Il existe également un grand nombre de soi-disant « anti-vaccins » dont les opinions reflètent les racines éclectiques du tourisme à Bali qui est passé d'une destination « hippie » dans les années 1970 à la première destination bien-être de la région.

"Je pense que développer mon propre système immunitaire est égal au vaccin, tant que vous êtes en bonne santé sans conditions médicales préexistantes", a déclaré un expatrié de longue date des États-Unis qui est éligible pour un vaccin à Bali et a demandé que son nom être retenu.

"J'ai toujours été du genre à choisir ce que je mets dans mon corps et étant donné que j'ai étudié l'Ayurveda et la médecine naturelle, c'est contre ma politique personnelle de prendre un vaccin. Je n'achète même jamais rien à la pharmacie », a déclaré une touriste estonienne qui a également parlé sous couvert d'anonymat parce que ses opinions contredisaient les politiques de santé de l'Indonésie et pouvaient offenser.

Mais certains expatriés anti-vaxxer de l'île n'hésitent pas à dire ce qu'ils pensent.

"F ** k ça, imbéciles qui flattent. C'est une sacrée blague », a écrit Dave Driskell, un influenceur américain du fitness et instructeur de gym basé à Canggu sur la page Instagram de Sinamon Bali, une boulangerie locale qui proposait du café gratuit aux clients vaccinés.

« Donner votre nourriture enrobée de sucre alors que 78% des décès de Covid avaient des problèmes d’obésité.

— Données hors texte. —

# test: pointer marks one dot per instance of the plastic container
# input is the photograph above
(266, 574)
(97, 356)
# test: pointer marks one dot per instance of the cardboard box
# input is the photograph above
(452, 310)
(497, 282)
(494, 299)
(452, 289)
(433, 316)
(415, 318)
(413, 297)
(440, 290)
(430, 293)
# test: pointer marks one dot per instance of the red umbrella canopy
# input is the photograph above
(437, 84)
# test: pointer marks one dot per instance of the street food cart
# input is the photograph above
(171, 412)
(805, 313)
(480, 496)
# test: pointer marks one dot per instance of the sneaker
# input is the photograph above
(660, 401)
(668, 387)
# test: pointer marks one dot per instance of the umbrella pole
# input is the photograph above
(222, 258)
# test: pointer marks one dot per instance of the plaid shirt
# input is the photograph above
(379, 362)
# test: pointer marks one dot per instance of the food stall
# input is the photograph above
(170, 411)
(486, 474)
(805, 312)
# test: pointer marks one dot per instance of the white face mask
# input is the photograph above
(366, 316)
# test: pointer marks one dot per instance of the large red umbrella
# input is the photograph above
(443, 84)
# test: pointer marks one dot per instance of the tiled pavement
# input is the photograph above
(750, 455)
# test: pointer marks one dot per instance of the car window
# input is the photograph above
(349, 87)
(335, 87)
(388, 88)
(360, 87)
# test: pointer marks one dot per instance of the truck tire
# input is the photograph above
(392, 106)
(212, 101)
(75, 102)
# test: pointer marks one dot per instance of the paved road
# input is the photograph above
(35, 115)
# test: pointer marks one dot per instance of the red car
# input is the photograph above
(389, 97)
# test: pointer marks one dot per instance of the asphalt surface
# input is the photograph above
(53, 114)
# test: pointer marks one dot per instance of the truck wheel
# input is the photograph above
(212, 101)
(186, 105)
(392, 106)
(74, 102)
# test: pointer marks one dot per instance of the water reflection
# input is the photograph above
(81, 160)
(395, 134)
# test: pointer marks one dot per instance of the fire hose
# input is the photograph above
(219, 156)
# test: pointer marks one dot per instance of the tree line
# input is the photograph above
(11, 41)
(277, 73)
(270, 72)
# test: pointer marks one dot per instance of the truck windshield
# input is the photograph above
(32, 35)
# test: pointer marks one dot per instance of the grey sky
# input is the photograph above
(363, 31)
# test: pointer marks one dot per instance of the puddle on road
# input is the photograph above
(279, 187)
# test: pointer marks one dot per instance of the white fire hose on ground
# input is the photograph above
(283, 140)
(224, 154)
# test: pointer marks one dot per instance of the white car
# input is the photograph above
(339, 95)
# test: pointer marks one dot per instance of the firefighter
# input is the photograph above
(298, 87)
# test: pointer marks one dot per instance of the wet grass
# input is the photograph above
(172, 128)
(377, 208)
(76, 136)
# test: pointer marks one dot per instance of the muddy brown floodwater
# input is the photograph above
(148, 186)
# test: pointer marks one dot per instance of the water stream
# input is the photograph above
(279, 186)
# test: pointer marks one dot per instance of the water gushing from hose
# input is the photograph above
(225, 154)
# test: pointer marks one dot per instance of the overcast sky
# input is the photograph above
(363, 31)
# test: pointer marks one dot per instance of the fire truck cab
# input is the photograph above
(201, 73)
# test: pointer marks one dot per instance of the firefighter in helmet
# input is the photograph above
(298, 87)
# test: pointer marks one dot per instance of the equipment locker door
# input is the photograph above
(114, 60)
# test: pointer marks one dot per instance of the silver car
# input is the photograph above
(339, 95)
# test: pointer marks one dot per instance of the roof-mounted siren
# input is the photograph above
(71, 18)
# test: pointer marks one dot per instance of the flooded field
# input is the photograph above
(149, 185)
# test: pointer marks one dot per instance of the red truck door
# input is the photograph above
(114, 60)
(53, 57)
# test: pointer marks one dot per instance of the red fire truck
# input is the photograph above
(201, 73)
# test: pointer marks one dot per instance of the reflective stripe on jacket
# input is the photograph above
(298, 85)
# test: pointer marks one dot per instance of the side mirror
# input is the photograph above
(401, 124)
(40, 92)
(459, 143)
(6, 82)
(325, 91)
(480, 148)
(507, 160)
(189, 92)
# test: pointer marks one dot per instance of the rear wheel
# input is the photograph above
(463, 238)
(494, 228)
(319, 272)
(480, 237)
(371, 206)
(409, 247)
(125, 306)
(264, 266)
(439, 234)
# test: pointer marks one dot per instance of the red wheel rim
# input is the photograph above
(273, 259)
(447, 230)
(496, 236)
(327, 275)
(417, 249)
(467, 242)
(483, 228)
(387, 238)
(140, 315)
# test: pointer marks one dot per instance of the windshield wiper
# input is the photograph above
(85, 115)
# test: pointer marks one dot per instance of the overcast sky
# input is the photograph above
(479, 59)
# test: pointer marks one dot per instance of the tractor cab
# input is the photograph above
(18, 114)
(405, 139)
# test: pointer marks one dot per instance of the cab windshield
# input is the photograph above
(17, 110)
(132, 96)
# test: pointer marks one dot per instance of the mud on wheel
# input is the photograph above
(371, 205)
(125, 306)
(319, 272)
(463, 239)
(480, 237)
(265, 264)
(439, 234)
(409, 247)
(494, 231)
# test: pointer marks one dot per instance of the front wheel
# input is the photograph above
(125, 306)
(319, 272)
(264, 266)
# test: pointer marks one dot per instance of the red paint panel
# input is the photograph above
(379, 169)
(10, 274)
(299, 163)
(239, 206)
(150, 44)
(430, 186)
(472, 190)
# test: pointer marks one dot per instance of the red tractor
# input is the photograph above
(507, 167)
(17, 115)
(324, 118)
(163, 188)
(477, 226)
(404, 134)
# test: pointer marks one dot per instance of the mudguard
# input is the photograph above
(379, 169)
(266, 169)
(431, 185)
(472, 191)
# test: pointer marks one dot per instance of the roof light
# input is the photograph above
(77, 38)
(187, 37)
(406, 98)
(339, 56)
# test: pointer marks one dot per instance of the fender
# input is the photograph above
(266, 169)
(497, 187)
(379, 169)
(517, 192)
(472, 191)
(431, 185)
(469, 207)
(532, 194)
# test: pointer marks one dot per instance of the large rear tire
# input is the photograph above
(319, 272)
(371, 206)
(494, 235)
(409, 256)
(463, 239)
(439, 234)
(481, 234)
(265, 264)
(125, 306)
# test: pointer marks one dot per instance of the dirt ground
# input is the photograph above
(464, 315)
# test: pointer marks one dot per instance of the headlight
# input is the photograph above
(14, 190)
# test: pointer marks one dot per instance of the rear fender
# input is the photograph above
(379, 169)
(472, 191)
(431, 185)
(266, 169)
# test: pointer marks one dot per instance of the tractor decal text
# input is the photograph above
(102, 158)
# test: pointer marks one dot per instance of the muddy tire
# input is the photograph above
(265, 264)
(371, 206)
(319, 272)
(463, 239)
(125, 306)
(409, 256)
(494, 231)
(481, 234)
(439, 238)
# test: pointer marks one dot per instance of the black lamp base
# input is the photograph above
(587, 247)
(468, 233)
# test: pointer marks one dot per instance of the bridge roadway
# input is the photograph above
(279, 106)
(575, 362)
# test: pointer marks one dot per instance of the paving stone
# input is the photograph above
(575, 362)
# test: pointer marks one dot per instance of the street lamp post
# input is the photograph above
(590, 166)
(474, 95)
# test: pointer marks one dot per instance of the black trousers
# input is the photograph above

Moi [sic] et mes affaires ne vous soutiennent pas. Vous êtes le problème.

Driskell a ensuite supprimé ses commentaires à la suite d'un tollé sur les réseaux sociaux.

Le virus ne fait pas de discrimination

Les experts en maladies contagieuses ont toujours dit que pour vaincre le virus, les gouvernements doivent veiller à ce que le plus de personnes possible soient vaccinées, des travailleurs migrants aux réfugiés et aux groupes minoritaires.

Comme le directeur général de l'Organisation mondiale de la santé, le Dr Teldros Tedros Adhanom Ghebreyesus, l'a répété à plusieurs reprises : « Personne n'est en sécurité tant que tout le monde n'est pas en sécurité.

Un écologiste quantitatif étudiant la dynamique des maladies infectieuses à l'Université James Cook en Australie, Jamie Caldwell a déclaré qu'il est dangereux d'ignorer tout sous-ensemble de la population lors d'un déploiement de vaccin.

« Laisser 110 000 personnes qui vivent toutes dans une petite zone pourrait faire de Canggu un point chaud pour COVID et faire émerger des souches plus résistantes. Regardez ce qui se passe au Royaume-Uni avec une population partiellement vaccinée », a-t-il déclaré, faisant référence à la situation au Royaume-Uni où 56,7% de la population a été vaccinée, mais plus de 30 000 nouvelles infections sont confirmées chaque jour.

"Ce qui se passera à Canggu dépendra de beaucoup de choses, y compris de l'interaction de ce groupe avec le reste de la population et de leur composition démographique", a déclaré Caldwell.

« À mon avis, il vaudrait la peine de plaider pour que tout le monde en Indonésie ait la possibilité de se faire vacciner. Parce qu'en ignorant tout groupe d'individus, l'ensemble de la population est plus vulnérable à la transmission. »

Le plus grand virologue indien, Shahid Jameel de l'Université d'Ashoka, a également estimé que l'Indonésie faisait une erreur en n'incluant pas les touristes dans la stratégie de vaccination de Bali.

« Le virus ne fait pas de discrimination et la vaccination non plus », a-t-il déclaré. "Plus d'opportunités de diffusion offrent également plus d'opportunités pour de nouvelles variantes."